Let's assume you have an external bucket in AWS S3 with the CSV files you want to query in IOMETE. In this example, we will use the area-for-iomete
bucket.
Provide permissions to IOMETE
In order to access files in this external S3 bucket, IOMETE requires permissions to read/write the files. Follow this guide to provide the necessary permissions.
Querying files in AWS S3
It's extremely easy to query files in AWS S3 with IOMETE. You just need to provide the bucket name and the path to the file you want to query.

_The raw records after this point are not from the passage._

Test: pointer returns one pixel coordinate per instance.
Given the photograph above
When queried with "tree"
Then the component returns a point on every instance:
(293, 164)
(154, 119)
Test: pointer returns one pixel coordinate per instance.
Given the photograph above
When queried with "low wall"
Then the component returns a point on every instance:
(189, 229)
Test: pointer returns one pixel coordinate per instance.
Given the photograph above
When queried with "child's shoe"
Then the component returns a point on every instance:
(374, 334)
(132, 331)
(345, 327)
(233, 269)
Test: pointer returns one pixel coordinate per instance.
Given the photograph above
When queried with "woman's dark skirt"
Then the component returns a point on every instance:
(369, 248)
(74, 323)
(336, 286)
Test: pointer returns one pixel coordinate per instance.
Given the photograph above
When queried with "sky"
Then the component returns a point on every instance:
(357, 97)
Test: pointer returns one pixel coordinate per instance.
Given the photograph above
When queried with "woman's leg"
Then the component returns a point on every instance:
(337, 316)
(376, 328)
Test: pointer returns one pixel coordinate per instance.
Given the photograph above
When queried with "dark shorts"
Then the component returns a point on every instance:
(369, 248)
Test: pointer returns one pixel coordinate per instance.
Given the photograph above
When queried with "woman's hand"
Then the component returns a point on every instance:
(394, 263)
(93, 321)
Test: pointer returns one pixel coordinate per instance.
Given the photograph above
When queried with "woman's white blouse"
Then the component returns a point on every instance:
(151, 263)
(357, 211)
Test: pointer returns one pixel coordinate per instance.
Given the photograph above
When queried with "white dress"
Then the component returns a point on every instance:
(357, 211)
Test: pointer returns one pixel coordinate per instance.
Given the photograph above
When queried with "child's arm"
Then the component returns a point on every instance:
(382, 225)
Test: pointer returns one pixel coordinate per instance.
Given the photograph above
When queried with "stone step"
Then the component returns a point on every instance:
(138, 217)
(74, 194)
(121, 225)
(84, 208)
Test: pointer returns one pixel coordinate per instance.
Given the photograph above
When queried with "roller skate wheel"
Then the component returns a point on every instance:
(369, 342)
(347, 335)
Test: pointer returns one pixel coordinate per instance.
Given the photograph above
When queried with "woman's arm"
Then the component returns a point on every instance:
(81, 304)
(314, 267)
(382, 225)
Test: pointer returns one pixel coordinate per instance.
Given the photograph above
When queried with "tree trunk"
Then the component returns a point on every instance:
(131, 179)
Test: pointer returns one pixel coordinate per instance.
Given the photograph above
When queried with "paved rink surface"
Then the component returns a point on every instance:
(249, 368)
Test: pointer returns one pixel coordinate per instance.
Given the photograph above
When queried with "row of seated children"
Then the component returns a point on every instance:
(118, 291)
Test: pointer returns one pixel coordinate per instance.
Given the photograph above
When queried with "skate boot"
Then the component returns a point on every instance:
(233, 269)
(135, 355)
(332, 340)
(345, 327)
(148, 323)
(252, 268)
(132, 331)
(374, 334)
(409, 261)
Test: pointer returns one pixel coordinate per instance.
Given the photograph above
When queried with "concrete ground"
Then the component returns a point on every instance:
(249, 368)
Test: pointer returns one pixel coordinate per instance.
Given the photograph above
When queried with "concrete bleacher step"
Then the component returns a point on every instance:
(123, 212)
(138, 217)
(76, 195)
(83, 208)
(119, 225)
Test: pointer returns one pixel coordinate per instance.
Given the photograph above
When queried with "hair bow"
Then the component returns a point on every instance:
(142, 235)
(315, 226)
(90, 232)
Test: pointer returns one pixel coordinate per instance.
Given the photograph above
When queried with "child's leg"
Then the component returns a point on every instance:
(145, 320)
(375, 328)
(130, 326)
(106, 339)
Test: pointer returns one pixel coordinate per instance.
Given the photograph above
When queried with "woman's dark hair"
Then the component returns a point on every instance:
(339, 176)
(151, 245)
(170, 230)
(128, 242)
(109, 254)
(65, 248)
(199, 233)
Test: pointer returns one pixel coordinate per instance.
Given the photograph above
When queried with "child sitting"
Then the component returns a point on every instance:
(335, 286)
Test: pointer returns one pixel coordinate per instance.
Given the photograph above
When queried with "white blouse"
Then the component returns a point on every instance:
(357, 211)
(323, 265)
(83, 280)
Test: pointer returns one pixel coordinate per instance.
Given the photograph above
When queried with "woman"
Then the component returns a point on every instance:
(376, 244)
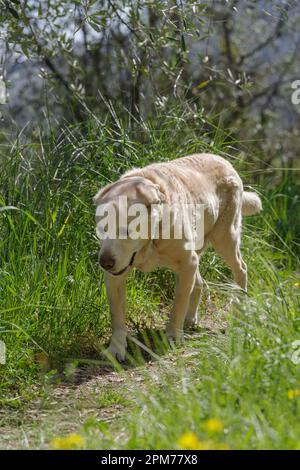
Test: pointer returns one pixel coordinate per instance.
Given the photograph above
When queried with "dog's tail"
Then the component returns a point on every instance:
(251, 203)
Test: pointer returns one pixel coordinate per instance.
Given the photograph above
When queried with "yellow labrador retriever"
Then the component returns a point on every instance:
(204, 179)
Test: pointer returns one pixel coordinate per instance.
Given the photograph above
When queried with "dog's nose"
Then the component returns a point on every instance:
(106, 261)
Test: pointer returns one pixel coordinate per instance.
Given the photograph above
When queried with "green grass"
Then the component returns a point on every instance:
(53, 306)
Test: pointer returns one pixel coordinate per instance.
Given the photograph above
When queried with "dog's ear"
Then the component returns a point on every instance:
(101, 193)
(151, 193)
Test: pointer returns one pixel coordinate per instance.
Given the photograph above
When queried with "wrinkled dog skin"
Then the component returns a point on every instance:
(196, 179)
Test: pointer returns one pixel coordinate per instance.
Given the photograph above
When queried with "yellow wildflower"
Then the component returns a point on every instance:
(72, 441)
(189, 441)
(293, 394)
(213, 425)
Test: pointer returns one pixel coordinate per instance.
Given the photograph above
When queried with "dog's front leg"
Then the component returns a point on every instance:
(185, 281)
(115, 288)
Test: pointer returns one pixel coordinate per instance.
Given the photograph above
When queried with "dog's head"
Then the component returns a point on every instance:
(123, 220)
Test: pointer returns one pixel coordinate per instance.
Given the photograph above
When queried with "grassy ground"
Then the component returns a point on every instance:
(238, 368)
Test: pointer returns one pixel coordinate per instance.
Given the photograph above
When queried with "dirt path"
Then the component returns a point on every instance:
(102, 394)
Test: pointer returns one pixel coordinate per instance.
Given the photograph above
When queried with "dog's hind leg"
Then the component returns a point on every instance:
(228, 246)
(191, 316)
(115, 288)
(186, 273)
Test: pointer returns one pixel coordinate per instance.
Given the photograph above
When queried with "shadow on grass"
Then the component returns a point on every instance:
(149, 345)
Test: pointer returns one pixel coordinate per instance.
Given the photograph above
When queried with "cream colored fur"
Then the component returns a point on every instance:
(200, 178)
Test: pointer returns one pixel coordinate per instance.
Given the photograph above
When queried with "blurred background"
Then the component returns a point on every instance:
(232, 62)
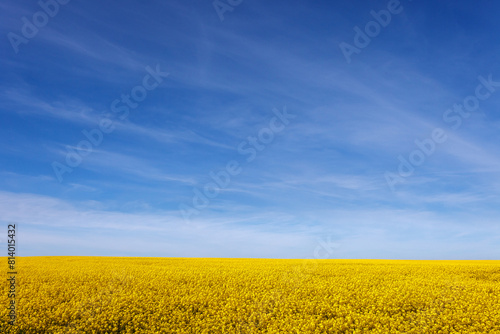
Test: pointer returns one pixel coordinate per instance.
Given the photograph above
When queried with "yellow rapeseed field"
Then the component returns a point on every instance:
(180, 295)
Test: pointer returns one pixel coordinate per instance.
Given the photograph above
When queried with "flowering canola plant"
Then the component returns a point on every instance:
(208, 295)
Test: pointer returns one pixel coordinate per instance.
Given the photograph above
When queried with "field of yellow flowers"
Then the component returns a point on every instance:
(180, 295)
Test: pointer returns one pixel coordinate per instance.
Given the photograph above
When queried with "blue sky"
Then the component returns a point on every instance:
(306, 139)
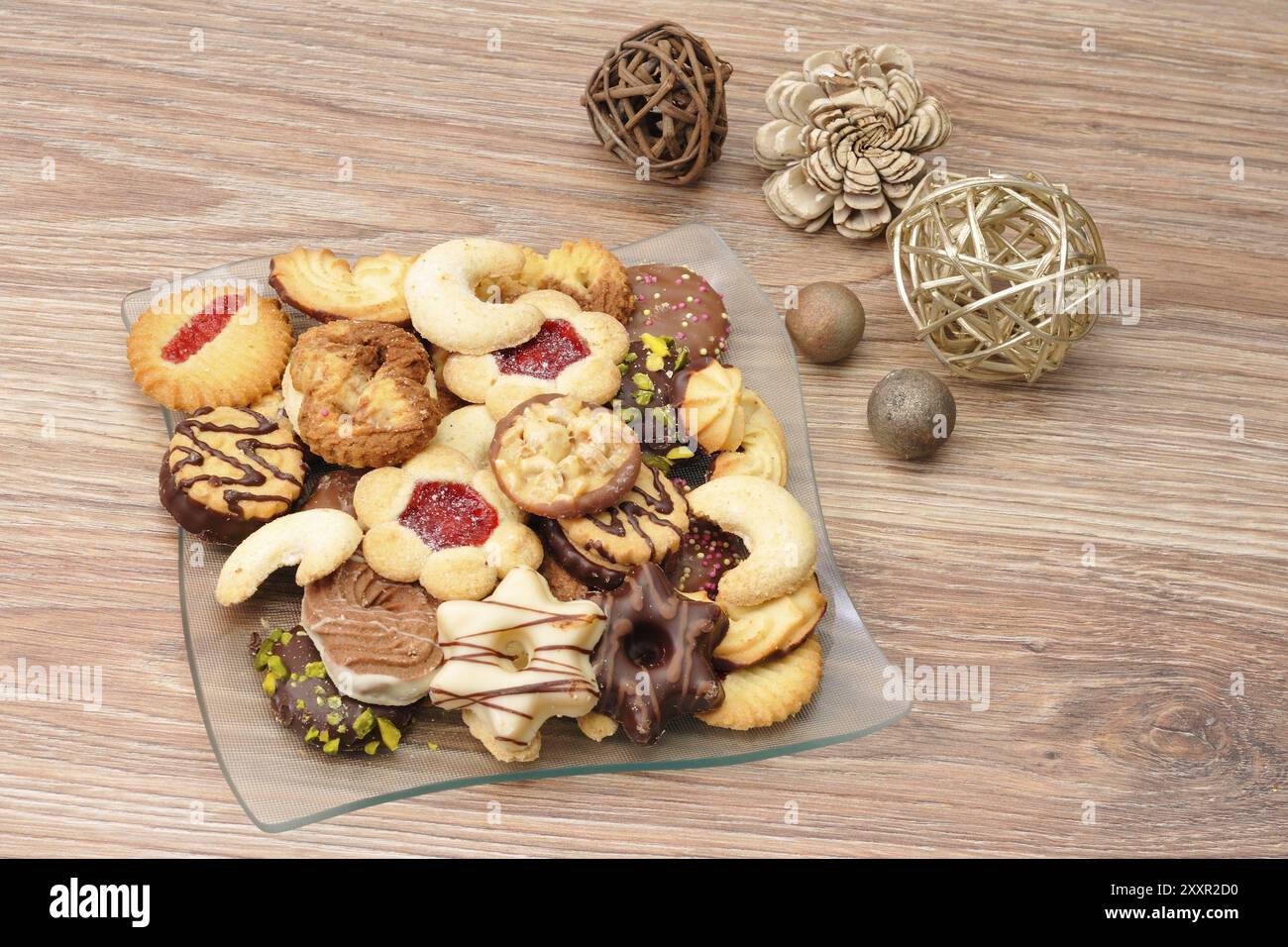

SELECT * FROM json.`s3a://area-for-iomete/countries.json`;
Learn more about querying files like CSV, JSON, Parquet, ORC and more detailed configuration options in the following guides:
Moving data into the lakehouse
If you want to move files to IOMETE Lakehouse, which provides a managed data lake experience, you can use the following commands to create tables and insert data into them.
Non-partitioned Table
- Option 1. Create a table from select
-- Create table directly from the query
CREATE TABLE countries
AS SELECT * FROM json.`s3a://area-for-iomete/countries.json`;
-- To inspect the table use the following query
DESC TABLE EXTENDED countries;
- Option 2. Insert into to existing table
-- just append data
INSERT INTO countries
SELECT * FROM json.`s3a://area-for-iomete/countries.json`;
-- first clean an existing data and then insert new data
INSERT OVERWRITE TABLE countries
SELECT * FROM json.`s3a://area-for-iomete/countries.json`;
- Option 3. Merge with existing data
MERGE INTO countries
USING (SELECT * FROM json.`s3a://area-for-iomete/countries.json`) updates
ON countries.id = updates.id
WHEN MATCHED THEN
UPDATE SET *
WHEN NOT MATCHED
THEN INSERT *;
Partitioned Table
Partitioning data to speed up queries or DML that have predicates involving the partition columns. Here we use country_code
as a partition column
- Option 1. Create a partitioned table from select
-- Create a partitioned table directly from the query
CREATE TABLE countries_partitioned
PARTITIONED BY (country_code)
AS SELECT * FROM json.`s3a://area-for-iomete/countries.json`
ORDER BY country_code;
-- To inspect the table use the following query
DESC TABLE EXTENDED countries_partitioned;
- Option 2. Insert into to existing table
-- just append data
INSERT INTO countries_partitioned
SELECT * FROM json.`s3a://area-for-iomete/countries.json`
ORDER BY country_code;
-- or you can use the following command to overwerite data
INSERT OVERWRITE TABLE countries_partitioned
SELECT * FROM json.`s3a://area-for-iomete/countries.json`
ORDER BY country_code;
- Option 3. Merge with existing data
MERGE INTO countries_partitioned
USING (SELECT * FROM json.`s3a://area-for-iomete/countries.json`) updates
ON countries_partitioned.id = updates.id
WHEN MATCHED THEN
UPDATE SET *
WHEN NOT MATCHED
THEN INSERT *;
Conclusion
It's extremly easy to query files in AWS S3 with IOMETE. You just need to provide the bucket name and the path to the file you want to query.